We in Hungary are confident that the Vojvodina will not become the next scene of mass violence. Serbia has a strong interest to remain on speaking terms with Hungary, its window to the outside world, through which essential lines of communication and access routes run. But there is also a very real danger that, if and when a settlement is reached over Kosovo, the multiethnic Vojvodina may be forgotten--just as no one thought about Kosovo when the Dayton accord ended the hostilities in Bosnia.
What are the ironclad guarantees needed in the Vojvodina? All non-Serbs, as well as many Serbs who live in that province, want the restoration of the autonomy that was abolished 10 years ago along with Kosovo's. Under a system of cultural autonomy, non-Serbs would regain the right to use their native language and alphabet in public life, as well as in schools and institutions of higher education. Most importantly, if these measures are to remain more than empty promises, the non-Serbs need guarantees in the form of an international presence, such as an observer mission from the Organization for Security and Cooperation in Europe. With such a presence, the tragedies of Bosnia and Kosovo might have been avoided.
After the war in Croatia eight years ago, when I was Hungary's foreign minister, I offered suggestions about how to address some of the problems in the Balkans. In one of my letters, dated Dec. 8, 1991, I made the following appeal to the European Community and to Cyrus Vance, then representing the secretary-general of the United Nations: "The U.N. should immediately try to send peacekeeping forces not only to the territory of Croatia but also to those areas of Yugoslavia where there is still a fragile peace: to Bosnia and to the two formerly autonomous provinces, Vojvodina and Kosovo. Without that, a wholesale massacre may occur."
As of now, even with the Yugoslav parliament's vote to accept NATO's conditions for ending the bombing, we are far from discussing the best post-war legal arrangements for the Balkans. Hungary, although one of NATO's newest members, has proved a loyal ally in NATO's fight. Twenty-four F-18 Hornets have been flying sorties from the Taszar air base in southern Hungary, and a number of tankers have been deployed at Budapest's civilian airport.
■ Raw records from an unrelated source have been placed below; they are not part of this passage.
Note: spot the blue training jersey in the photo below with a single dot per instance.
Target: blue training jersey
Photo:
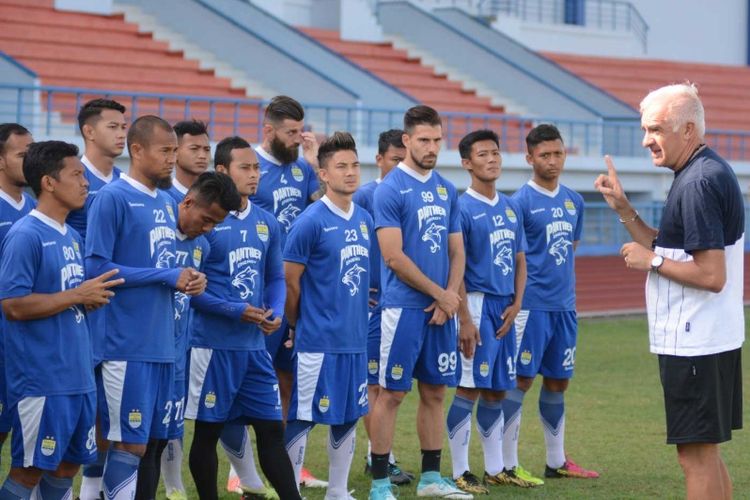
(284, 190)
(334, 247)
(243, 266)
(493, 235)
(426, 210)
(77, 219)
(47, 356)
(553, 222)
(364, 198)
(190, 253)
(132, 228)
We sent a medical team and military personnel to help the refugees in Albania. We have done all this because we are fully aware of the dangers represented by the policies of the present Belgrade government.
But a democratic Yugoslavia is not a distant dream. By complying with the demands of the international community, the Serbs can ensure that peace can return to the entire country and that reconstruction can start immediately. Both the European Union and the United States have outlined plans for the economic stabilization of southeastern Europe, from the Black Sea to the Adriatic. Serbian democrats in Montenegro, in the Vojvodina, in exile and also in Belgrade are eager to rejoin a cooperative Europe and to help heal the wounds. Let us hope all Serbs recognize that the door is open, and walk through.
Geza Jeszenszky is the Hungarian ambassador to the United States. A historian, he was the country's minister for foreign affairs from 1990 to 1994.